Topology: An Inquiry-Based Approach

Assume \((X, \tau_X)\) and \((Y, \tau_Y)\) are connected topological spaces. Our approach to proving that \(X \times Y\) is connected is to write \(X \times Y\) as a union of two connected subspaces whose intersection is not empty. Let \(a \in X\text{.}\) The space \(X_a = \{a\} \times Y\) is homeomorphic to \(Y\) via the inclusion map \(i\) which sends \((a,t) \in \{a\} \times Y\) to the point \(t \in Y\text{.}\) Since \(Y\) is connected, so is \(X'\text{.}\) Let \(b \in Y\text{.}\) The space \(Y_b = X \times \{b\}\) is homeomorphic to \(X\) via the inclusion map \(i\) which sends \((s,b) \in X \times \{b\}\) to the point \(s \in X\text{.}\) Since \(X\) is connected, so is \(Y_b\text{.}\) (The verification of these homeomorphisms is left to the reader.) The point \((a,b)\) is in \(X_a \cap Y_b\text{,}\) so \(X_a \cap Y_b \neq \emptyset\) for every \(b \in Y\text{.}\) It follows that \(X_a \cup \left( \bigcup_{t \in Y} Y_t \right)\) is connected by Lemma 20.6. All that remains is to prove that \(X_a \cup \left( \bigcup_{t \in Y} Y_t \right) = X \times Y\) and we will have demonstrated that \(X \times Y\) is connected. The fact that \(X_a \subseteq X \times Y\) and \(Y_t \subseteq X \times Y\) for every \(t \in Y\) implies that \(X_a \cup \left( \bigcup_{t \in Y} Y_t \right) \subseteq X \times Y\text{.}\) It then remains to show that \(X \times Y \subseteq X_a \cup \left( \bigcup_{t \in Y} Y_t \right)\text{.}\) Let \((u,v) \in X \times Y\text{.}\) Then \(u \in X\) and \(v \in Y\) and \((u,v) \in Y_v\text{.}\) Thus, \(X \times Y \subseteq X_a \cup \left( \bigcup_{t \in Y} Y_t \right)\) and so \(X \times Y = X_a \cup \left( \bigcup_{t \in Y} Y_t \right)\text{.}\) Therefore, \(X \times Y\) is connected.
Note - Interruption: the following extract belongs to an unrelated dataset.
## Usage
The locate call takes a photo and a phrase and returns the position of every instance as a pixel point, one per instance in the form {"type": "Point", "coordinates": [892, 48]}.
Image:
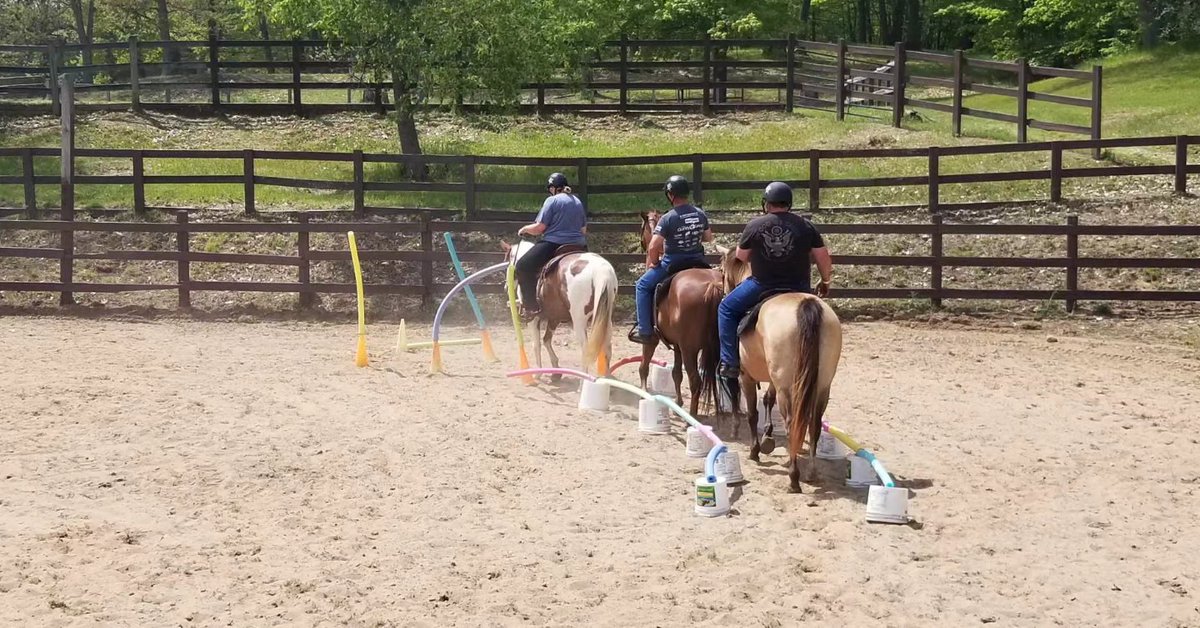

Let \((X, \tau_X)\) and \((Y, \tau_Y)\) be compact topological spaces. Let \(\CC = \{O_{\alpha}\}\) be an open cover of \(X \times Y\) for \(\alpha\) in some indexing set \(I\text{.}\) Let \(a \in X\) and let \(Y_a = \{a\} \times Y\text{.}\) Since \(Y_a\) is homeomorphic to \(Y\text{,}\) we know that \(Y_a\) is compact. The collection \(\{O_{\alpha} \cap Y_a\}\) is an open cover of \(Y_a\text{,}\) and so has a finite sub-cover \(\{O_{\alpha_i}\}_{1 \leq i \leq n}\text{.}\) The set \(N_a = \bigcup_{1 \leq i \leq n} O_{\alpha_i}\) is an open set that contains \(Y_a\text{.}\) We will show that there is a neighborhood \(W_a\) of \(a\) that \(N_a\) contains the entire set \(W_a \times Y\text{.}\)

Cover the set \(Y_a\) with open sets that are contained in \(N_a\) (since \(N_a\) is open, we can intersect any open set with \(N_a\) and still have an open set). Each open set is a union of basis elements, so we can cover \(Y_a\) with basis elements \(U \times V\) that are contained in \(N_a\text{.}\) Since \(Y_a\) is compact, there is a finite collection \(U_1 \times V_1\text{,}\) \(U_2 \times V_2\text{,}\) \(\ldots\text{,}\) \(U_m \times V_m\) of basis elements contained in \(N_a\) that cover \(Y_a\text{.}\) Assume that each \(U_i \times V_i\) intersects \(Y_a\) (otherwise, we can remove that set and still have a cover). Let \(W_a = U_1 \cap U_2 \cap \cdots \cap U_m\text{.}\) Since \(a \in U_i\) for each \(i\text{,}\) we know that \(W_a\) is not empty. Each \(U_i\) is open in \(X\) and so \(W_a\) is open in \(X\text{.}\) Thus, \(W_a\) is a neighborhood of \(a\) in \(X\text{.}\) Now we demonstrate that \(W_a \times Y \subseteq \bigcup_{1 \leq i \leq m} U_i \times V_i\text{.}\) Let \((x,y) \in W_a \times Y\text{.}\) Since the collection \(\{U_i \times V_i\}_{1 \leq i \leq m}\) covers \(Y_a\text{,}\) the point \((a,y)\) is in \(U_k \times V_k\) for some \(k\) between \(1\) and \(m\text{.}\) So \(y \in Y_k\text{.}\) But \(x \in W_a = \bigcap_{1 \leq i \leq m} U_i\text{,}\) so \(x \in U_k\text{.}\) Thus, \((x,y) \in U_k \times V_k\) and we conclude that \(W_a \times Y \subseteq \bigcup_{1 \leq i \leq m} U_i \times V_i\text{.}\)

So for each \(a \in X\text{,}\) the set \(N_a\) contains a set of the form \(W_a \times Y\text{,}\) where \(W_a\) is a neighborhood of \(a\) in \(X\text{.}\) So \(W_a \times Y\) is covered by a finite sub-cover of our open cover \(\CC\) of \(X \times Y\text{.}\) The collection \(\{W_a \times Y\}_{a \in X}\) is an open cover of \(X \times Y\text{.}\) Since \(X\) is compact, the is a finite sub-cover \(W_1\text{,}\) \(W_2\text{,}\) \(\ldots\text{,}\) \(W_r\) of the open cover \(\{W_a\}_{a \in X}\) of \(X\text{.}\) is an open cover of \(X\text{.}\) It follows that the sets \(W_1 \times Y\text{,}\) \(W_2 \times Y\text{,}\) \(\ldots\text{,}\) \(W_r \times Y\) is a cover of \(X \times Y\text{.}\) For each \(i\text{,}\) the set \(W_i \times Y\) is covered by finitely many of the sets in \(\CC\text{,}\) and so the collection of these sets forms a finite sub-cover of \(X \times Y\) in \(\CC\text{.}\) Therefore, \(X \times Y\) is compact.